You will submit any materials that you use in your presentation as well as a list of sources you drew on.
You are welcome to come up with your own project topic, but below is a long list of suggestions. Links are to a potential starting point, and I’m happy to help you find more resources.
Reanalysis and data assimilation (how we combine observations and models into something we can work with well)
Models of El Nino Southern Oscillation such as the recharge-oscillator model and delayed-oscillator model (note: I can loan a book that may be more helpful on this front)
Sea ice, fractals, and fractal dimension (note: I can loan a book that may be more helpful on this front)
Further in radiative balance: reading Manabe & Strickler paper
Wave-mean flow interaction (how do waves affect what happens in the atmosphere?)
Thermal wind balance (theory about how we get the jet stream)
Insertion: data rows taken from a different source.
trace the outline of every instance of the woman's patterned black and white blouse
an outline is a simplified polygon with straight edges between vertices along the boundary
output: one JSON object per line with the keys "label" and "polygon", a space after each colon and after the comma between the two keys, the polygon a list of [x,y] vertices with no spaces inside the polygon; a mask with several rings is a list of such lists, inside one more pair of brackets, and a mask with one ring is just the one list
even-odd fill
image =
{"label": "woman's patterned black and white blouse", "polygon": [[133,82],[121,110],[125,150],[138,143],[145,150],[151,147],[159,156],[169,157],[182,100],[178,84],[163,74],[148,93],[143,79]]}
Spectral analysis (looking at frequencies of a time series)
Time series analysis (going deeper on what we looked at in Week 10)
The logistic map (a very rich 1D discrete dynamical system that we didn’t look at)
Numerical methods in climate or numerical weather prediction models
Read a climate-ish paper that uses statistics or mathematics (this will be most climate-ish papers, but I’m happy to help you find an interesting and appropriate one)
Analyze some climate-y data or analyze some data using methods from class (time series analysis, extreme value theory, etc.)
Rubric
An excellent project:
Clearly and correctly articulates the key concepts of your topic
Conveys clear connections to mathematical/statistical tools and to climate if applicable
Uses clear and appropriate diagrams, graphs, tables, equations, etc. as needed
Uses well-chosen and well-sequenced examples as needed
Strongly engages your classmates with the topic
Addresses audience questions appropriately
Includes a list of sources you used
A Satisfactory project will substantially address all these components, but may be a bit less clear or weaker in some components. A Progressing project addresses the majority of these components to some extent. A Novice project addresses less than half of these components.